Advertisement

A lockdown extension ‘catastrophic’ for non-essential retail, warns BRC

There was a further drop in UK retail footfall last month, followed by a brief resurgence this week as consumers sought to buy much needed items and Christmas gifts following the Government’s announcement of a second national lockdown in England.

According to the British Retail Consortium’s ShopperTrak monitor, footfall was down 33.5 per cent year-on-year in October, a steeper decline than the 30 per cent seen in September.

High streets remained worst-hit in the UK, with footfall dropping 39 per cent, despite the wave of shoppers more recently heading out before non-essential retail stores were forced to close their doors for a second time.

Retail parks saw footfall drop 9.3 per cent in October and shopping centre footfall fell 38 per cent year-on-year.

Elsewhere, data from Springboard showed footfall in UK retail destinations fell 32 per cent annually in October. It was another month which showed just how badly the sector has been hit by COVID-19.

Commented Helen Dickinson, Chief Executive of British Retail Consortium: “Today’s lockdown is likely to see footfall plummet to the depths seen during the previous closures, putting hundreds of thousands of jobs at risk.
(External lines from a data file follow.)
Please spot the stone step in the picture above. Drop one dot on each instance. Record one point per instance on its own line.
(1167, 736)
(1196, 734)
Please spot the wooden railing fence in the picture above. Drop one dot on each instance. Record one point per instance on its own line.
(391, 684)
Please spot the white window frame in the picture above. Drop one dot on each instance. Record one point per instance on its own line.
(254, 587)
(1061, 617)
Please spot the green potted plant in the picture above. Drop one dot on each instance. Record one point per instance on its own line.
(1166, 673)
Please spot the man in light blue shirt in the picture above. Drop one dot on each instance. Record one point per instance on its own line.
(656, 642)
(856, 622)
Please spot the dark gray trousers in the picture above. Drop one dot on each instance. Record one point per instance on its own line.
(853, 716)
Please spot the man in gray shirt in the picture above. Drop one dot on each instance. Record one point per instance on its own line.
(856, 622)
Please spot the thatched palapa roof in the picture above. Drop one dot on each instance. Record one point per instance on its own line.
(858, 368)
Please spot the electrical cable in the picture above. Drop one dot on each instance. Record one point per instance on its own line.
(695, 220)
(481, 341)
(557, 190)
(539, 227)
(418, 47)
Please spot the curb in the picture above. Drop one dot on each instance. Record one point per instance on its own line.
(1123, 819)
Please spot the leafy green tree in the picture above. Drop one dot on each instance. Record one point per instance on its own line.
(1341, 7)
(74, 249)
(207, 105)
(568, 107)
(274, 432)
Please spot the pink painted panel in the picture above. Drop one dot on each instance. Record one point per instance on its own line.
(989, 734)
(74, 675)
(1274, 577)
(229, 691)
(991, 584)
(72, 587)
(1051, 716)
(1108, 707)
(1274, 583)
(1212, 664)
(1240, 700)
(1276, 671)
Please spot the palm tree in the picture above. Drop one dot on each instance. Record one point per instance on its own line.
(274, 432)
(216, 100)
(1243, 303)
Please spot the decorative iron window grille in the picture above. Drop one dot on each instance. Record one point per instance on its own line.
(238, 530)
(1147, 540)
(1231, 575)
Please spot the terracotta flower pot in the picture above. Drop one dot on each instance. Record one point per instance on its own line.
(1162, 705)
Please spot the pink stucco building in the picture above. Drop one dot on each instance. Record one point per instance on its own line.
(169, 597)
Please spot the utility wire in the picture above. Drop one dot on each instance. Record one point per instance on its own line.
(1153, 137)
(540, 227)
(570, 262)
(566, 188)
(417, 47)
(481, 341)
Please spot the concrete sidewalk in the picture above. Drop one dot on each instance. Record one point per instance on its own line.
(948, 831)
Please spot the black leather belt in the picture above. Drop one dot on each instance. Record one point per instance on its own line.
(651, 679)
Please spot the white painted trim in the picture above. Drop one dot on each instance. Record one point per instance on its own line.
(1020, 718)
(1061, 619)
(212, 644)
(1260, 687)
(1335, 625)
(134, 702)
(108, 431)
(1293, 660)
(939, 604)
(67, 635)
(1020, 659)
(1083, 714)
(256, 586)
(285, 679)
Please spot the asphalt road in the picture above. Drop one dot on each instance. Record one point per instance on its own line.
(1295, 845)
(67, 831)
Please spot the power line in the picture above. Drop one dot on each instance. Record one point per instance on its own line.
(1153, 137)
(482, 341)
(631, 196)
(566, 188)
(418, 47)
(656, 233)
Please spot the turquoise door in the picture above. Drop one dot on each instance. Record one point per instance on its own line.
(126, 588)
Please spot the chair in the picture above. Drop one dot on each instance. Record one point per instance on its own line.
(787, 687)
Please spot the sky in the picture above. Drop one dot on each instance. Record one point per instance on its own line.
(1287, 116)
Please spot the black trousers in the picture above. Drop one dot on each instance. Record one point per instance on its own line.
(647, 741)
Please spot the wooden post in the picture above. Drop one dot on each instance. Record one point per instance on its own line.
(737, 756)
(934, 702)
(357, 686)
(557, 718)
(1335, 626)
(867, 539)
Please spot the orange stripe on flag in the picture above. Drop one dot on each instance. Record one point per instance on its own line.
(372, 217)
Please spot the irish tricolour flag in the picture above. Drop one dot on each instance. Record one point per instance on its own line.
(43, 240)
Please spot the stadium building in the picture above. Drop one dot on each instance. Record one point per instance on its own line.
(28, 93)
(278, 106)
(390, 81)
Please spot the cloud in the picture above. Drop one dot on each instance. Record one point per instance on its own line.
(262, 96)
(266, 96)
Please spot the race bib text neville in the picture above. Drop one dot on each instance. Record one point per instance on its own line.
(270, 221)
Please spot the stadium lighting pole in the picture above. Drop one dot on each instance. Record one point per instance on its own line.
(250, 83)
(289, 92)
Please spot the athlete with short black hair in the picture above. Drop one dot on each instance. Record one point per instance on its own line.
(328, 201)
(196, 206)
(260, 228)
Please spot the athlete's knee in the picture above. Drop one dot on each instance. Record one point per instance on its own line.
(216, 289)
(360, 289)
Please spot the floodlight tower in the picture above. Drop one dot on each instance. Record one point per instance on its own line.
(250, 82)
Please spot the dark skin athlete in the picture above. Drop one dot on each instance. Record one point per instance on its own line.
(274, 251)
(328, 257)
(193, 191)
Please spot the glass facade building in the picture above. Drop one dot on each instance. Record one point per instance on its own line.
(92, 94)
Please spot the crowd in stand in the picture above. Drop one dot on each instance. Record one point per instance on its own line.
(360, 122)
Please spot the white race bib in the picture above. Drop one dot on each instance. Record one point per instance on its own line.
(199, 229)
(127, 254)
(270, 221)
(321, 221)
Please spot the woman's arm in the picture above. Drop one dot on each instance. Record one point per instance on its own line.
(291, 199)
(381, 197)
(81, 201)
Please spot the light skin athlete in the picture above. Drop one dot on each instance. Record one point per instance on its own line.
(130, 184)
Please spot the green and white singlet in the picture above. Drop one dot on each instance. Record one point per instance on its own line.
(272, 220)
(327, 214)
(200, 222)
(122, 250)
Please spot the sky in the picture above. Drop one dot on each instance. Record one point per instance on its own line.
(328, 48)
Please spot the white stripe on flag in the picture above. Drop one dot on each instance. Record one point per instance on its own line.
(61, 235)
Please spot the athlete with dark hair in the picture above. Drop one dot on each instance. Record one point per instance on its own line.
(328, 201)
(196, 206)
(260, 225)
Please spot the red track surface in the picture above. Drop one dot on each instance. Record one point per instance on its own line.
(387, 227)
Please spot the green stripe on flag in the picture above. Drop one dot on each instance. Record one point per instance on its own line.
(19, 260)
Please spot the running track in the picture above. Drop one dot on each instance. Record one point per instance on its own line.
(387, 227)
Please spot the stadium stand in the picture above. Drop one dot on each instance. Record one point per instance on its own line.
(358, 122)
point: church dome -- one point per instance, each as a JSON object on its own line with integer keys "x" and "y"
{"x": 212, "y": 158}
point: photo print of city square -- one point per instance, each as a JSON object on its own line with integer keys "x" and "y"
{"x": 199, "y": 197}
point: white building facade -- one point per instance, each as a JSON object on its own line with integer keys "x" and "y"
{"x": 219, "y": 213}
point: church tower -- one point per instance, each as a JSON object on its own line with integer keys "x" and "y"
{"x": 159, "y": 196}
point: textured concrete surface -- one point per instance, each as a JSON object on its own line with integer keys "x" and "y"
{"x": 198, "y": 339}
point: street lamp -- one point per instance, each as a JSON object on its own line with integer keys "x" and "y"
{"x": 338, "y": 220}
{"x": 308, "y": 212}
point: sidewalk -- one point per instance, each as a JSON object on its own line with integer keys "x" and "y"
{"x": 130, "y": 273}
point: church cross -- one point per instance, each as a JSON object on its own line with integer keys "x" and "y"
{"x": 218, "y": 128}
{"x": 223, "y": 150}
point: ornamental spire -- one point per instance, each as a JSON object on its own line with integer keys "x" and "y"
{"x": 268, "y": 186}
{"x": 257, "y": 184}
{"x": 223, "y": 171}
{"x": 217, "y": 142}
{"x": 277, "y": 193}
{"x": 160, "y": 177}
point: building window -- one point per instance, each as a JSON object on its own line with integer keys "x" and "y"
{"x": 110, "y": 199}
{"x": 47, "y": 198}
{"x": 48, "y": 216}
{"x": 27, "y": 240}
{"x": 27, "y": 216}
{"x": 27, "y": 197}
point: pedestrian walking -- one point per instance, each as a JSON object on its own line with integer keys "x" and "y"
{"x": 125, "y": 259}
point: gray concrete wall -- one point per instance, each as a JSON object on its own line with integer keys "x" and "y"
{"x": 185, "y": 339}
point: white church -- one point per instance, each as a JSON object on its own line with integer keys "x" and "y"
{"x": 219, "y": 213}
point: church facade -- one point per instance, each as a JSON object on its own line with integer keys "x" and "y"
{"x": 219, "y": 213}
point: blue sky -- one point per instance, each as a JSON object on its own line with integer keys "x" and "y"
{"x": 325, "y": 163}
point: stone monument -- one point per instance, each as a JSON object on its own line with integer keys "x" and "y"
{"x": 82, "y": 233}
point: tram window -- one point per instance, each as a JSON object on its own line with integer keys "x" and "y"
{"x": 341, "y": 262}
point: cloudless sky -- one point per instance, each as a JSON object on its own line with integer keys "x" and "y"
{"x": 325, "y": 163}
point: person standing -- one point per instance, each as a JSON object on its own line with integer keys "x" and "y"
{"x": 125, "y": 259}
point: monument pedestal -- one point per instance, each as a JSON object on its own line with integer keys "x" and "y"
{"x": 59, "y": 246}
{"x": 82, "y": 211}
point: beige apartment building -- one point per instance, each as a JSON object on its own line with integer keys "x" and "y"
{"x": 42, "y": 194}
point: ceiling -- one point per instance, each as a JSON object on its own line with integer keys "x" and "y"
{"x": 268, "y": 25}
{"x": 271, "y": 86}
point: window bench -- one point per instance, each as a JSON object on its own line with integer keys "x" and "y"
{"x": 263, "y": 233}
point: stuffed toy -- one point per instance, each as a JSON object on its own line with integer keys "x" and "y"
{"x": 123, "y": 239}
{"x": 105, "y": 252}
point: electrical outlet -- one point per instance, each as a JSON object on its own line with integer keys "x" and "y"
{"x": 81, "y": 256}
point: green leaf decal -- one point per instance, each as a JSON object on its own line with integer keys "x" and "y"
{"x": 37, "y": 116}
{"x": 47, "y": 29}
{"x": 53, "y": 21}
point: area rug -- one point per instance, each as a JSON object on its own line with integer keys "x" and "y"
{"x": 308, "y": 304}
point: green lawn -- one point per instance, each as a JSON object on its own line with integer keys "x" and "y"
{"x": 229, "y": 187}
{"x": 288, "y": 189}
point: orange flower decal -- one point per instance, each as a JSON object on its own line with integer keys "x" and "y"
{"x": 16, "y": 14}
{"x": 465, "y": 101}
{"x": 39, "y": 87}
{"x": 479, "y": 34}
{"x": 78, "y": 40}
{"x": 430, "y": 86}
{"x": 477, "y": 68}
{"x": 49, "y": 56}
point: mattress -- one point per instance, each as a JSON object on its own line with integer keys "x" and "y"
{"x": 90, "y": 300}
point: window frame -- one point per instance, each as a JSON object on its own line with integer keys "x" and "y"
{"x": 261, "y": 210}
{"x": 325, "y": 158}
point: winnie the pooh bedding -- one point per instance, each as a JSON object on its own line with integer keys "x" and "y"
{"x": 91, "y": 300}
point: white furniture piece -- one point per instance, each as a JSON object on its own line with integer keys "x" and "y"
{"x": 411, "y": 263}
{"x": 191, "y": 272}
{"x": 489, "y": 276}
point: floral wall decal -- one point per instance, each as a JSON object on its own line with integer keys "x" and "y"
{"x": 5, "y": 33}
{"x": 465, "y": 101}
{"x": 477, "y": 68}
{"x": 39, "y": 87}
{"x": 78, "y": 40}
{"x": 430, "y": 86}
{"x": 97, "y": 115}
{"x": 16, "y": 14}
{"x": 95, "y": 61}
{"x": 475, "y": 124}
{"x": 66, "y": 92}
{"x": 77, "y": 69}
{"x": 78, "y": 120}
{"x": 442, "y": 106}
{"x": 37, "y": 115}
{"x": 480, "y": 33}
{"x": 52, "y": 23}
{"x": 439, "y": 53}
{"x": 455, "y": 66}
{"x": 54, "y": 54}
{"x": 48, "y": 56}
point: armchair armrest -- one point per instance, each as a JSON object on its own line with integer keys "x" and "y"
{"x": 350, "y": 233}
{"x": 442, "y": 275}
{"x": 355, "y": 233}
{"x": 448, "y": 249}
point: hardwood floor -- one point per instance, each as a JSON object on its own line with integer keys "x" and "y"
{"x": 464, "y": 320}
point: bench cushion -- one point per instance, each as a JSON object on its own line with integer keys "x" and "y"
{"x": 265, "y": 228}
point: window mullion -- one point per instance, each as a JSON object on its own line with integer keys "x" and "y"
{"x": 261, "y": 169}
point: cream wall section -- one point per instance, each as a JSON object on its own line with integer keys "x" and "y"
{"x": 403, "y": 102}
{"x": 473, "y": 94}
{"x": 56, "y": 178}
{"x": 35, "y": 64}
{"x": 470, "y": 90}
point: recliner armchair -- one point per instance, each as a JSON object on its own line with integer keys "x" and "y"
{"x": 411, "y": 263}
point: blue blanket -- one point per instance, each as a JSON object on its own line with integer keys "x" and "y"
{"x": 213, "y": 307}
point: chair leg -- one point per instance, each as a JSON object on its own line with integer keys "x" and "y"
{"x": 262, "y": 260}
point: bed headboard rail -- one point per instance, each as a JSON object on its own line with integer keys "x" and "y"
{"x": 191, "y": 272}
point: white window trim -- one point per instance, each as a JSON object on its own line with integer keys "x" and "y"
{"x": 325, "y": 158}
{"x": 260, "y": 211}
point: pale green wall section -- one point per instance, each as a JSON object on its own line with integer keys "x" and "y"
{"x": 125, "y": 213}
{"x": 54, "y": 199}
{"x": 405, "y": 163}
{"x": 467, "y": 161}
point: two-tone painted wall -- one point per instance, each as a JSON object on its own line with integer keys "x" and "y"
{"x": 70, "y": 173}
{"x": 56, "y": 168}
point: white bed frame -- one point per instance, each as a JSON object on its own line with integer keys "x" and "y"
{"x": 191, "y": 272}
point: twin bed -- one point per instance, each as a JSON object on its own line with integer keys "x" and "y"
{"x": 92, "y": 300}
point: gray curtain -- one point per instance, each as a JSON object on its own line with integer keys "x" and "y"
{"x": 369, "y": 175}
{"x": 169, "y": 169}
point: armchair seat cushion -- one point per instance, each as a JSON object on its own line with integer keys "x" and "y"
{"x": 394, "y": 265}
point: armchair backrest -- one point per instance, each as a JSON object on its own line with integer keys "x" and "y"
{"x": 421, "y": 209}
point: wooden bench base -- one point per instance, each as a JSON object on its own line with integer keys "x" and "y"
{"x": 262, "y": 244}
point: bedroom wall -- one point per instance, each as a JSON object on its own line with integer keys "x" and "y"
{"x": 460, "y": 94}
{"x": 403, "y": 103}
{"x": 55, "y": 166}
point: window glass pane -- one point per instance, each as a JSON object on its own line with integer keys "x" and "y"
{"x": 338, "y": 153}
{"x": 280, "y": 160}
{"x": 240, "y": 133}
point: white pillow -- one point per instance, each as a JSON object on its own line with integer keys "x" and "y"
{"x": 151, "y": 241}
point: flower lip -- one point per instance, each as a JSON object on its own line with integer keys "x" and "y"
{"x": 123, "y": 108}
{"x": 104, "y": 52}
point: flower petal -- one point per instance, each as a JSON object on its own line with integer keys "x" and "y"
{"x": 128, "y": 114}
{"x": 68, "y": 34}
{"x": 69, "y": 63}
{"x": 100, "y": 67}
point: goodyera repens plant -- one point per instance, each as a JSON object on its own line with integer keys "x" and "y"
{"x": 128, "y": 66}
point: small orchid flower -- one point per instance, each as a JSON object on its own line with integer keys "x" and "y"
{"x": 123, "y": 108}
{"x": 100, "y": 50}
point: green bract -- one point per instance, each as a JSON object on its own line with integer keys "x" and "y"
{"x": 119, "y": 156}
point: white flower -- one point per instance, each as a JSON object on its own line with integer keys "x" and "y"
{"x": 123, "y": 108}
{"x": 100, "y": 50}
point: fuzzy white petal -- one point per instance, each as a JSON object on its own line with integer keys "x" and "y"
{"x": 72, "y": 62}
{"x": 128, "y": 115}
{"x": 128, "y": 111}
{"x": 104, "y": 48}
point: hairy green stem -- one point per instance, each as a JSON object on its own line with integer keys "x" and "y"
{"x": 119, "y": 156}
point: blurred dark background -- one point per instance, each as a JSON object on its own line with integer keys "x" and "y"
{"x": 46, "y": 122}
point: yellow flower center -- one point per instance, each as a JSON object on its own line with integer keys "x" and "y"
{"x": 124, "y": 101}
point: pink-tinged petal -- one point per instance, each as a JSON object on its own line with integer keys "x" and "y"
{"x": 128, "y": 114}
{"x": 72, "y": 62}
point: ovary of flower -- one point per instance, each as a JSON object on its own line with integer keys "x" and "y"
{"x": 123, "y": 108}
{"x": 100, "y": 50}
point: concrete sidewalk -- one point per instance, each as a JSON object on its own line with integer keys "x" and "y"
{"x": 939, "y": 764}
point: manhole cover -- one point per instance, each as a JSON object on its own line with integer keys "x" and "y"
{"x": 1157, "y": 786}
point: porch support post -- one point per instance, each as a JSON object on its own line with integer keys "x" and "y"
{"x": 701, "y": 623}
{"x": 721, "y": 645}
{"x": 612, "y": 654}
Despite investment in online and click and collect services it is unlikely closed retailers will be able to make up for lost ground.

“Any extension to the lockdown beyond 3 December would be catastrophic for non-essential retail businesses so we urge the government to commit to allowing them to reopen from this date, safe in the knowledge that the previous reopening did not lead to any spike in infections.

“Furthermore, the Government must wholeheartedly support those businesses they have forced to close, both now and in the future. It is vital these retailers do not face a cliff-edge of 100 per cent business rates liability from April 2021.”